The woman who tutored George Bush Jr. in foreign policy is often recognized for her velvet-gloved forcefulness and her charming personality. Her name, in Italian, means "with sweetness." The press reigns praise on her for her many firsts, her grace under pressure, and her political savvy.

In fact, her charm is such that her former employer, Chevron, named a 130,000-ton oil tanker named after her. And her savvy is such that she had the tanker's name swiftly changed when she took a leave of absence from Chevron and the Hoover Institution to join the Bush administration as National Security adviser.

Her biography verily glows. But we'll leave that for you to look into. What's important here is her corporate connections: She was a Chevron Director from 1991 until January 15, 2001 when she was transferred by President George Bush Jr. to National Security Adviser.

Another Chevron Corporation giant in the Bush administration is Vice President Dick Cheney, ex-Chairman and CEO of Halliburton Corporation, the world's largest oil services company. Halliburton has multi-billion dollar contracts with numerous oil corporations including Chevron. Cheney himself was instrumental in negotiating a Caspian Sea pipeline for Chevron. The crude oil pipeline is a 900-mile project stretching from western Kazakhstan to the Black Sea that will primarily benefit Chevron by connecting the Tengiz oil field to the Black Sea port of Novorossiysk in Russia. Chevron, the largest oil company member of the Caspian Pipeline Consortium, holds a 55 percent ownership interest in Tengizchevroil with the Republic of Kazakhstan. The $20 billion joint-venture company was formed in 1993 to develop the Tengiz field. Tengiz is one of the world's largest oil fields with 6 to 9 billion barrels of recoverable oil.

Why is this important?

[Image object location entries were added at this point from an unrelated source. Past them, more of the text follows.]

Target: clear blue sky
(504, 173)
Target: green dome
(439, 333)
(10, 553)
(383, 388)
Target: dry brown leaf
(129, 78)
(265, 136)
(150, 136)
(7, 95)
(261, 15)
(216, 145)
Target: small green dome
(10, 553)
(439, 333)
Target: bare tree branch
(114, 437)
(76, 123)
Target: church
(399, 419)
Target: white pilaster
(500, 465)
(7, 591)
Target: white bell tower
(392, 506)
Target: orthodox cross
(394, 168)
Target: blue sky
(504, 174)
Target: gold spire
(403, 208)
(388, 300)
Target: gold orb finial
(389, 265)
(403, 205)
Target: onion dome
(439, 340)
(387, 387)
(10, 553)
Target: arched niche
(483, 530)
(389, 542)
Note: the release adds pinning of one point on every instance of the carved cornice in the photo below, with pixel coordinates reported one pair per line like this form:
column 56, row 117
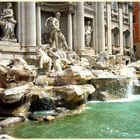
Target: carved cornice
column 57, row 6
column 120, row 4
column 130, row 5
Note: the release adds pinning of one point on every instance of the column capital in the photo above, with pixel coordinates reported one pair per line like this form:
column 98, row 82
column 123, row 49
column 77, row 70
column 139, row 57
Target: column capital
column 109, row 3
column 130, row 5
column 70, row 10
column 120, row 4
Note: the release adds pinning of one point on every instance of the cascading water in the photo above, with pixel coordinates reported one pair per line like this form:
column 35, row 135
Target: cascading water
column 130, row 89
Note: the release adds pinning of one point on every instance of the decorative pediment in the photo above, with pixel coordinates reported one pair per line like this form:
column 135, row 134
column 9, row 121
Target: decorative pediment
column 126, row 32
column 116, row 29
column 57, row 6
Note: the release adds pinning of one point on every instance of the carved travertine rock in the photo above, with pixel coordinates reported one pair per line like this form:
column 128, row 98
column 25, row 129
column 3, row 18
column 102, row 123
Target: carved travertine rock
column 8, row 23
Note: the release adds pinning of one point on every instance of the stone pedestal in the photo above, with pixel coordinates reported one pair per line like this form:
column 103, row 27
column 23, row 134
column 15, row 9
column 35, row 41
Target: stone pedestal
column 109, row 41
column 30, row 23
column 101, row 27
column 121, row 28
column 9, row 50
column 69, row 30
column 80, row 27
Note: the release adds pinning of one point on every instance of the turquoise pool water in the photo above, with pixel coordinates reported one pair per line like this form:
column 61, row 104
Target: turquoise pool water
column 100, row 120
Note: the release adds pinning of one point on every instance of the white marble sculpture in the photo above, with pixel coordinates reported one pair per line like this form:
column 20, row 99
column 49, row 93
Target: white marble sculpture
column 57, row 39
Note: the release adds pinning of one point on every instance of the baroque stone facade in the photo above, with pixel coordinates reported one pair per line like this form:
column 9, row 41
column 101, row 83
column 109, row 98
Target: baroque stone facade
column 111, row 24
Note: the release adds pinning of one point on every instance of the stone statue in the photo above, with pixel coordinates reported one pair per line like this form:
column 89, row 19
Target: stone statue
column 88, row 32
column 8, row 23
column 44, row 59
column 57, row 39
column 102, row 59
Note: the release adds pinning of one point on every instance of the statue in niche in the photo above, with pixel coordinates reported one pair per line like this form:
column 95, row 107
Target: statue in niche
column 8, row 23
column 88, row 32
column 57, row 39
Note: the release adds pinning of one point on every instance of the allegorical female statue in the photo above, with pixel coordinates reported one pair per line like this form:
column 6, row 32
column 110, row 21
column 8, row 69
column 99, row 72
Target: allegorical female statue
column 7, row 23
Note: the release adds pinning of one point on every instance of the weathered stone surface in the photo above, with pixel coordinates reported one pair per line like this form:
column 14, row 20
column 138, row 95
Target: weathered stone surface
column 127, row 72
column 42, row 102
column 71, row 96
column 15, row 94
column 135, row 65
column 44, row 80
column 110, row 88
column 75, row 75
column 11, row 120
column 3, row 75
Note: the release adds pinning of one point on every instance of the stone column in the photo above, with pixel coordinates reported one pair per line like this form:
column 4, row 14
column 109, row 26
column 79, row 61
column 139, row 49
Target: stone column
column 69, row 29
column 109, row 36
column 131, row 25
column 96, row 28
column 121, row 27
column 30, row 23
column 74, row 23
column 23, row 35
column 93, row 28
column 38, row 26
column 80, row 26
column 19, row 22
column 101, row 27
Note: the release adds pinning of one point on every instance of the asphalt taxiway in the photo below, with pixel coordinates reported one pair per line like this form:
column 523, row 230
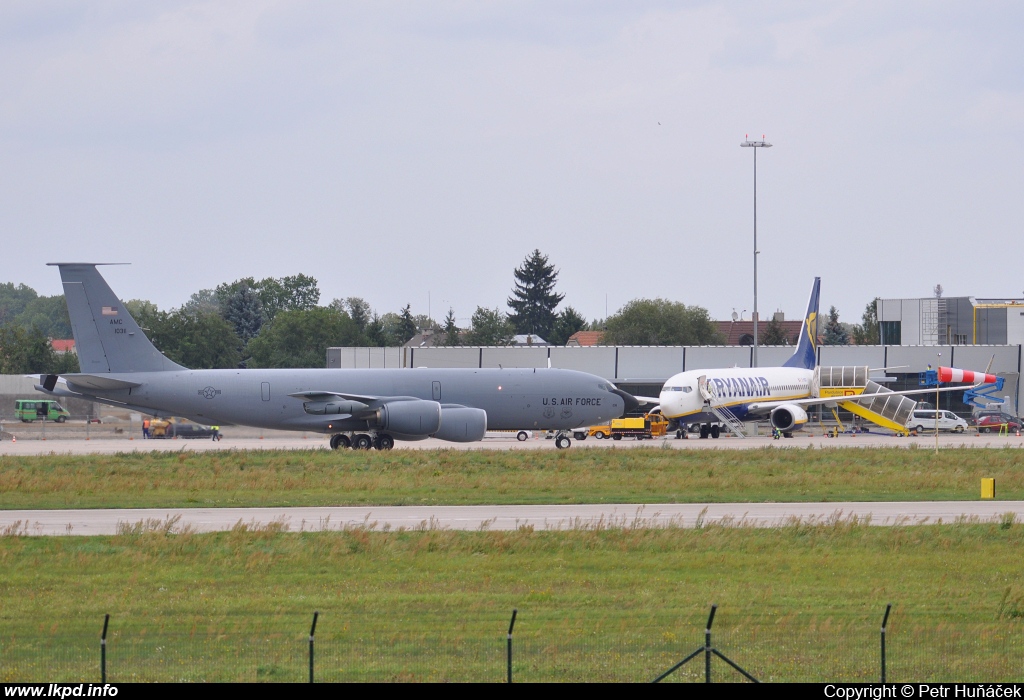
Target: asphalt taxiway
column 111, row 521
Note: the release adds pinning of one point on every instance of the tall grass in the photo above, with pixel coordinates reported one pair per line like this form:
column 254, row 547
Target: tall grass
column 318, row 478
column 797, row 603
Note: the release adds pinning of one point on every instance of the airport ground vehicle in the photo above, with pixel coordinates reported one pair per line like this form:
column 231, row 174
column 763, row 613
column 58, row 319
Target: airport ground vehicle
column 992, row 423
column 650, row 426
column 924, row 419
column 38, row 409
column 175, row 428
column 520, row 435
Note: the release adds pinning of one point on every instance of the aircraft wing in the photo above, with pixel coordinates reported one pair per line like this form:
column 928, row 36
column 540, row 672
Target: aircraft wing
column 766, row 406
column 368, row 399
column 96, row 383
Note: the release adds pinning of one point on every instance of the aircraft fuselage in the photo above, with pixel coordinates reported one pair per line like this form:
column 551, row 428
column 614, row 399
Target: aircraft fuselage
column 513, row 399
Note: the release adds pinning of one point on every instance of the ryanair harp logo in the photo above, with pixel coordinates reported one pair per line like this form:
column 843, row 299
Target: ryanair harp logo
column 812, row 329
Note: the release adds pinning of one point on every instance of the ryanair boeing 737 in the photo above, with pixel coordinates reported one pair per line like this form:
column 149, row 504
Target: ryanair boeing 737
column 783, row 394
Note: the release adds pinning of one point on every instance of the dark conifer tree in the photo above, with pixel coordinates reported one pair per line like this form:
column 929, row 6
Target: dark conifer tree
column 534, row 299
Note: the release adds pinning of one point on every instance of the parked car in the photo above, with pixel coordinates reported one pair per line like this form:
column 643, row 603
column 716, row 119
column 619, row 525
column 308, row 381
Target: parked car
column 992, row 423
column 923, row 420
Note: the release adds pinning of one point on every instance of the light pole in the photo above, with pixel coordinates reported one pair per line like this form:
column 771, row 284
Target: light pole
column 756, row 144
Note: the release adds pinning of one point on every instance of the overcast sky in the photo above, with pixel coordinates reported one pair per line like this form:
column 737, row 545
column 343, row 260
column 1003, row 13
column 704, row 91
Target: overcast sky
column 402, row 151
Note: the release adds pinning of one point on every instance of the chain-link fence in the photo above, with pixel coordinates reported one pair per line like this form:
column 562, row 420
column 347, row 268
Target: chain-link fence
column 800, row 647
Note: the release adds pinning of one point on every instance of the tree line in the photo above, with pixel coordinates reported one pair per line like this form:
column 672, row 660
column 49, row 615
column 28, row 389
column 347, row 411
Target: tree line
column 280, row 322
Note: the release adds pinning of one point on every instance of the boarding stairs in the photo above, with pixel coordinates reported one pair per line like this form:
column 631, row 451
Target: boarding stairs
column 723, row 413
column 858, row 394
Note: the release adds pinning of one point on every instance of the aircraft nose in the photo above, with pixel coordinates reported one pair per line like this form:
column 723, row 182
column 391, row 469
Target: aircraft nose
column 630, row 403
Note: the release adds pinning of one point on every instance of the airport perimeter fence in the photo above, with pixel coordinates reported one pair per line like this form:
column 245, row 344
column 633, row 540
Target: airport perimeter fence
column 345, row 647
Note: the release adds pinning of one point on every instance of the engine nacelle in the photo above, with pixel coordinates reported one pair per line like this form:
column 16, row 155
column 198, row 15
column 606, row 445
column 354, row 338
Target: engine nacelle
column 462, row 424
column 410, row 418
column 788, row 418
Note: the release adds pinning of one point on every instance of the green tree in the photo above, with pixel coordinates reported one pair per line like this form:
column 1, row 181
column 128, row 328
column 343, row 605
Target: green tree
column 451, row 338
column 196, row 340
column 244, row 311
column 204, row 301
column 25, row 351
column 658, row 321
column 300, row 339
column 13, row 300
column 534, row 298
column 358, row 310
column 567, row 322
column 489, row 327
column 835, row 332
column 867, row 332
column 407, row 325
column 773, row 334
column 49, row 314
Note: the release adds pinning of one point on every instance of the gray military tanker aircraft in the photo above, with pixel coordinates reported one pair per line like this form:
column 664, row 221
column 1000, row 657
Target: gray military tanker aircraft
column 358, row 408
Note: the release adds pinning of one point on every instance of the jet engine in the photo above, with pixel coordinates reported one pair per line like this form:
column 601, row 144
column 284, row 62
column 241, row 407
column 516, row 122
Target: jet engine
column 462, row 424
column 410, row 418
column 788, row 418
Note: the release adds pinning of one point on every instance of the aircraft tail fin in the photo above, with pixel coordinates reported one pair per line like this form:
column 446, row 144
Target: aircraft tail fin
column 806, row 354
column 107, row 338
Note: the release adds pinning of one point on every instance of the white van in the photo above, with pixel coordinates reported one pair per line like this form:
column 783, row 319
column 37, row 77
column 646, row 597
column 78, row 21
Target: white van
column 924, row 419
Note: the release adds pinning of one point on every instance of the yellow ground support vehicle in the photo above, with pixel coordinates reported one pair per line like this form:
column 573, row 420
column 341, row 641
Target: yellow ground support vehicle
column 650, row 426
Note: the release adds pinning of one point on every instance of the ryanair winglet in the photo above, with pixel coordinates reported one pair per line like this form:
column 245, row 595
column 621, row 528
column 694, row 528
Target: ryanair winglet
column 806, row 354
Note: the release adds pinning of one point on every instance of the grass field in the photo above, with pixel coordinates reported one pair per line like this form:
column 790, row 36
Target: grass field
column 798, row 603
column 497, row 477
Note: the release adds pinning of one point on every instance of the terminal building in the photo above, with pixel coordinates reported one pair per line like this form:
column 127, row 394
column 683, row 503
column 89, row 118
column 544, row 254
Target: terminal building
column 952, row 320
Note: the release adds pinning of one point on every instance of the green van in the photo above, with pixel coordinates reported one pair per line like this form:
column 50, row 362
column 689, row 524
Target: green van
column 39, row 409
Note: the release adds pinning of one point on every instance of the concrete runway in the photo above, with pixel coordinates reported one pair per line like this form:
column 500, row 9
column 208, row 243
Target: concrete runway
column 104, row 522
column 279, row 440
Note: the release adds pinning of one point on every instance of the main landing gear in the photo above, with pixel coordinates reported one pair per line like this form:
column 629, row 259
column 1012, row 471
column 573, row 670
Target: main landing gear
column 381, row 441
column 708, row 429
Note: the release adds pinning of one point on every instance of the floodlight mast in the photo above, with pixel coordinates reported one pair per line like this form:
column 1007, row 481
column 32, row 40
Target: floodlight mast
column 756, row 144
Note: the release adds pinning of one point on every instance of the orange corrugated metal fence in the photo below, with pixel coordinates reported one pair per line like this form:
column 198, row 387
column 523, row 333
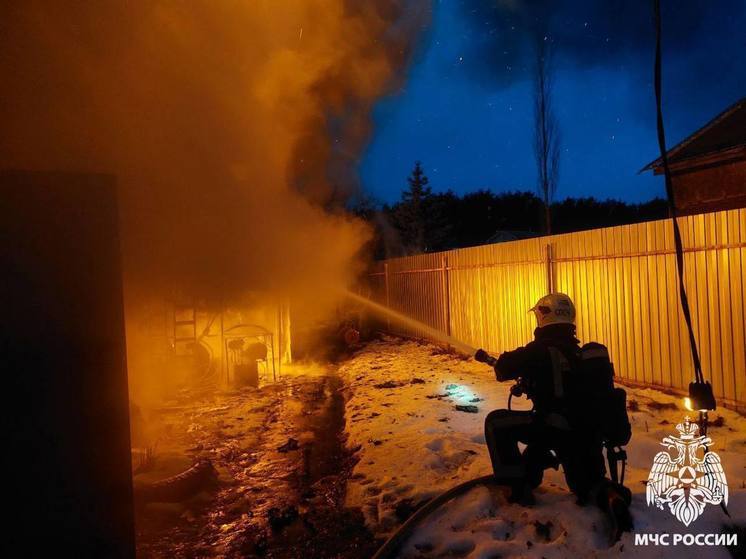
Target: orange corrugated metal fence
column 623, row 282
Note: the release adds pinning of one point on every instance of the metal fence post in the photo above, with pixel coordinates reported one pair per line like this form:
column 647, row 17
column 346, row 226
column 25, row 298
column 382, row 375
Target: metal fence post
column 446, row 293
column 386, row 286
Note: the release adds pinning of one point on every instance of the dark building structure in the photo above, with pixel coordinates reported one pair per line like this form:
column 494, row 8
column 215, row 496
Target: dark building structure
column 65, row 415
column 709, row 167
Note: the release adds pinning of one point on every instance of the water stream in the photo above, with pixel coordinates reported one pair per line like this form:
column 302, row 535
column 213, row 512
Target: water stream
column 405, row 320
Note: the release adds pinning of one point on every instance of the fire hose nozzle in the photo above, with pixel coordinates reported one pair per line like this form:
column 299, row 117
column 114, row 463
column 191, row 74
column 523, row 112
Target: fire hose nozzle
column 484, row 357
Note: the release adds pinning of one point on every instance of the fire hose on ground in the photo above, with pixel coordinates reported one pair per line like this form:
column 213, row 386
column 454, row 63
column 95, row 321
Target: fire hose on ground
column 391, row 546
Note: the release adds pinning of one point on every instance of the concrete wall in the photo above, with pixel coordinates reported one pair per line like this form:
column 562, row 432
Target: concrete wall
column 65, row 427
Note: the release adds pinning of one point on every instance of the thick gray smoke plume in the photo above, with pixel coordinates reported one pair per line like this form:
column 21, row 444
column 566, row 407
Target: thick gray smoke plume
column 233, row 128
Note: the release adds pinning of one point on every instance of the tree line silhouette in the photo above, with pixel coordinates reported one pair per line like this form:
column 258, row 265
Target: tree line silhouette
column 424, row 221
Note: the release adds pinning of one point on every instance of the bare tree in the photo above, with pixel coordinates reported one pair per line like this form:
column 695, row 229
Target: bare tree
column 546, row 129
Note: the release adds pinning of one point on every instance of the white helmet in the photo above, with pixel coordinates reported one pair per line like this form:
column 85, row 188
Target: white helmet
column 555, row 308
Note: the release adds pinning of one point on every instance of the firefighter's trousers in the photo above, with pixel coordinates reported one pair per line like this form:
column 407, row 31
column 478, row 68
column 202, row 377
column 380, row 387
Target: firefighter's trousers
column 580, row 454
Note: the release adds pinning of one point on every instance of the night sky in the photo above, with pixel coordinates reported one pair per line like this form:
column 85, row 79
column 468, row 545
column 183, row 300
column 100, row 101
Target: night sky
column 465, row 108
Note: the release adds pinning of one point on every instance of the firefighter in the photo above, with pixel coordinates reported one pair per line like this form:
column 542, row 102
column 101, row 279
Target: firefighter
column 561, row 429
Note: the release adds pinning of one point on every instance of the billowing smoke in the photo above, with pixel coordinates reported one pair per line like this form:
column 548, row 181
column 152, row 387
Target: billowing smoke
column 233, row 128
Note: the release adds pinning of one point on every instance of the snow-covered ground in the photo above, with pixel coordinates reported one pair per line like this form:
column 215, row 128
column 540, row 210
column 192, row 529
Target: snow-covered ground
column 414, row 444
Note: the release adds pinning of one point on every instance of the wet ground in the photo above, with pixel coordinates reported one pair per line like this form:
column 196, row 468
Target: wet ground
column 282, row 467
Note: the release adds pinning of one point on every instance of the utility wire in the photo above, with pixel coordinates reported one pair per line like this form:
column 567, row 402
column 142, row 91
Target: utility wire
column 670, row 197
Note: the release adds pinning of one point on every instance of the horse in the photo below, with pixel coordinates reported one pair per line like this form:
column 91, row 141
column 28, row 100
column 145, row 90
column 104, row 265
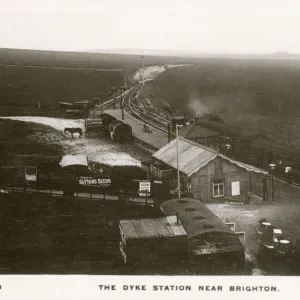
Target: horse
column 74, row 130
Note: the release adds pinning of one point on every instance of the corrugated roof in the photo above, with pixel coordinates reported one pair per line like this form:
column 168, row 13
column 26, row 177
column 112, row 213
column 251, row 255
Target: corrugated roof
column 69, row 160
column 195, row 217
column 195, row 130
column 193, row 156
column 151, row 228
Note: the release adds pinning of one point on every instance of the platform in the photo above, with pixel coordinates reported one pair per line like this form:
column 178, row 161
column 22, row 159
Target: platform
column 155, row 140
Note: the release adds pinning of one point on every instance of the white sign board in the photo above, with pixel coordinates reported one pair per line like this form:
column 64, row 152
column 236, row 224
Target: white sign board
column 30, row 173
column 235, row 188
column 144, row 187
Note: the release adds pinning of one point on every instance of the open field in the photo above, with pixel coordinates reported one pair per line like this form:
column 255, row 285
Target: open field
column 34, row 82
column 258, row 94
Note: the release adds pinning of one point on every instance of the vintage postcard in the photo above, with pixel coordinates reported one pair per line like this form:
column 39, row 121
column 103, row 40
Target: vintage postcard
column 149, row 149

Because of allegations that the Bush Administration declared war in Afghanistan not to combat terrorism, but to make it possible for U.S. oil interests to construct gas and oil pipelines from the Caspian Sea through Afghanistan to Pakistani harbors on the Indian Ocean.

In fact, if the war in Afghanistan succeeded in anything, it was in securing this pipeline potential.

And if Condi's savvy and charm serves for anything, it is to hide her massive corporate conflict of oil interests.